My best friend called, and somehow even everything is a little better. He's still out there. He still reads my emails. He still cares about me. His life is hectic and without a schedule -- both he and his wife are looking for jobs, they are selling the house themselves (are FSBOs ever easy?), preparing to move. Just because he doesn't have the time, or perhaps it would be fairer to say we don't have the synchronicity we once did, to allow him to sit and talk with me for hours on end doesn't mean I don't cross his mind. I still matter.
I trusted him with my secrets and with (a reasonable facsimile of) who I really am. He has seen me more vulnerable than most people have. Partly because he revealed himself to me early on, I believed I could trust him. For a long time, I suspected this friendship was a sturdier lifeline for him than it was for me. I was just beginning to get used to having someone I could lean on. Then one day in April … POOF! Gone. It was cruel, and scary.
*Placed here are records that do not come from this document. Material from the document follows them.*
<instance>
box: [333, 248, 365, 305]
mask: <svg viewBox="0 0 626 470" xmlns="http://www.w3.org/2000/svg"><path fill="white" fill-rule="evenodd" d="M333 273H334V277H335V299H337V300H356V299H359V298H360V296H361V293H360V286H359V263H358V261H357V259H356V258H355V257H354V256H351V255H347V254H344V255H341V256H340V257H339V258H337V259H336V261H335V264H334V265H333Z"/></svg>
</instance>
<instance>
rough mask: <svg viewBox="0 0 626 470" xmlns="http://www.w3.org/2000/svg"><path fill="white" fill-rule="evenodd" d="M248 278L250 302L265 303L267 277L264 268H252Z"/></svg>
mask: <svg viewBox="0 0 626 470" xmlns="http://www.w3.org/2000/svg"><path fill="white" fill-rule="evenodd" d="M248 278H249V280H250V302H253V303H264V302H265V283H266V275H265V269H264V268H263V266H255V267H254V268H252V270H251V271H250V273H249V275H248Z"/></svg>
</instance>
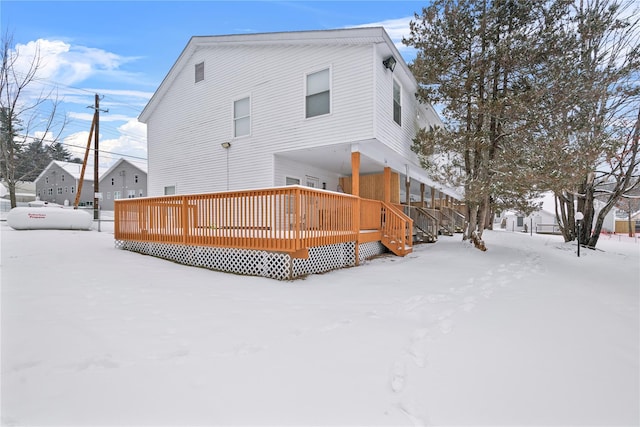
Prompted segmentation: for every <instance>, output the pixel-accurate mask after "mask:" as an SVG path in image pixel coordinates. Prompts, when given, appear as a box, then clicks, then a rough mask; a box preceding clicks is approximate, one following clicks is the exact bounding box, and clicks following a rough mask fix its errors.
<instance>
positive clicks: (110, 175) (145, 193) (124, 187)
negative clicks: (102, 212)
mask: <svg viewBox="0 0 640 427" xmlns="http://www.w3.org/2000/svg"><path fill="white" fill-rule="evenodd" d="M99 189H100V193H101V194H102V200H101V202H100V208H101V209H102V210H106V211H112V210H113V201H114V200H116V199H132V198H135V197H146V196H147V172H146V171H145V170H143V169H142V168H141V167H139V166H136V165H134V164H133V163H131V162H129V161H128V160H125V159H120V160H118V161H117V162H116V163H114V164H113V166H111V167H110V168H109V169H108V170H107V171H106V172H105V173H104V174H102V176H101V177H100V186H99Z"/></svg>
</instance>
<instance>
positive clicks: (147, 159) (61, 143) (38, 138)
mask: <svg viewBox="0 0 640 427" xmlns="http://www.w3.org/2000/svg"><path fill="white" fill-rule="evenodd" d="M16 136H20V137H22V138H25V139H26V138H31V139H36V140H39V141H42V142H48V143H50V144H60V145H65V146H67V147H73V148H80V149H83V150H84V149H85V148H86V147H83V146H80V145H75V144H70V143H68V142H60V141H54V140H51V139H46V138H35V137H32V136H28V135H16ZM90 150H91V151H93V150H95V148H90ZM98 153H101V154H102V153H104V154H109V155H113V156H121V157H130V158H132V159H138V160H144V161H147V160H148V159H147V158H146V157H139V156H134V155H132V154H124V153H116V152H114V151H107V150H98Z"/></svg>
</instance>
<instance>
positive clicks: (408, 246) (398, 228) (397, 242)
mask: <svg viewBox="0 0 640 427" xmlns="http://www.w3.org/2000/svg"><path fill="white" fill-rule="evenodd" d="M380 204H381V207H382V244H383V245H385V246H386V247H387V248H388V249H389V250H390V251H391V252H393V253H394V254H396V255H399V256H405V255H407V254H408V253H411V252H412V251H413V221H412V220H411V218H409V217H408V216H407V215H405V214H404V212H402V209H400V208H398V207H396V206H394V205H391V204H389V203H385V202H380Z"/></svg>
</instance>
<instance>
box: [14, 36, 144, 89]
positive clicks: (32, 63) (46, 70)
mask: <svg viewBox="0 0 640 427" xmlns="http://www.w3.org/2000/svg"><path fill="white" fill-rule="evenodd" d="M15 52H16V53H17V54H18V59H17V62H16V69H18V70H22V71H23V72H26V70H28V68H29V66H30V65H31V64H33V62H34V59H35V58H40V64H39V69H38V75H37V77H38V78H39V79H42V80H49V81H53V82H55V83H57V84H62V85H67V86H69V85H75V84H78V83H80V82H83V81H85V80H87V79H89V78H91V77H93V76H95V75H97V74H100V73H104V72H114V71H117V70H119V69H120V67H121V66H122V65H123V64H125V63H127V62H129V61H131V60H133V59H134V58H127V57H124V56H121V55H117V54H115V53H112V52H107V51H105V50H102V49H97V48H90V47H86V46H76V45H71V44H69V43H66V42H64V41H61V40H46V39H38V40H35V41H30V42H28V43H26V44H17V45H16V46H15Z"/></svg>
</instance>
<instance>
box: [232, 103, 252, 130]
mask: <svg viewBox="0 0 640 427" xmlns="http://www.w3.org/2000/svg"><path fill="white" fill-rule="evenodd" d="M250 133H251V98H248V97H247V98H243V99H239V100H237V101H235V102H234V103H233V136H234V137H235V138H237V137H239V136H245V135H249V134H250Z"/></svg>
And, as he says, "not part of the plan." After all, he was laid off. Sucker punched. It's not like he abandoned me, no matter how much it feels like that. And while I feel a tremendous sense of loss, his whole life changed overnight. I need to remember that.
I have decisions to make. I can't stay at this job. I have to organize my search and get off my butt. I have to get over this feeling of aimlessness and inertia. And I have to do it without the steady hand of my best friend on the small of my back. He has too much on his plate right now to give me as much support as I want.
But he's still there. His new life will take shape, gel, and settle into a routine and he's shown that he will make space for me. And I can get through this.
I still have my friend. We're just different. Our relationship is evolving. But he's still my friend.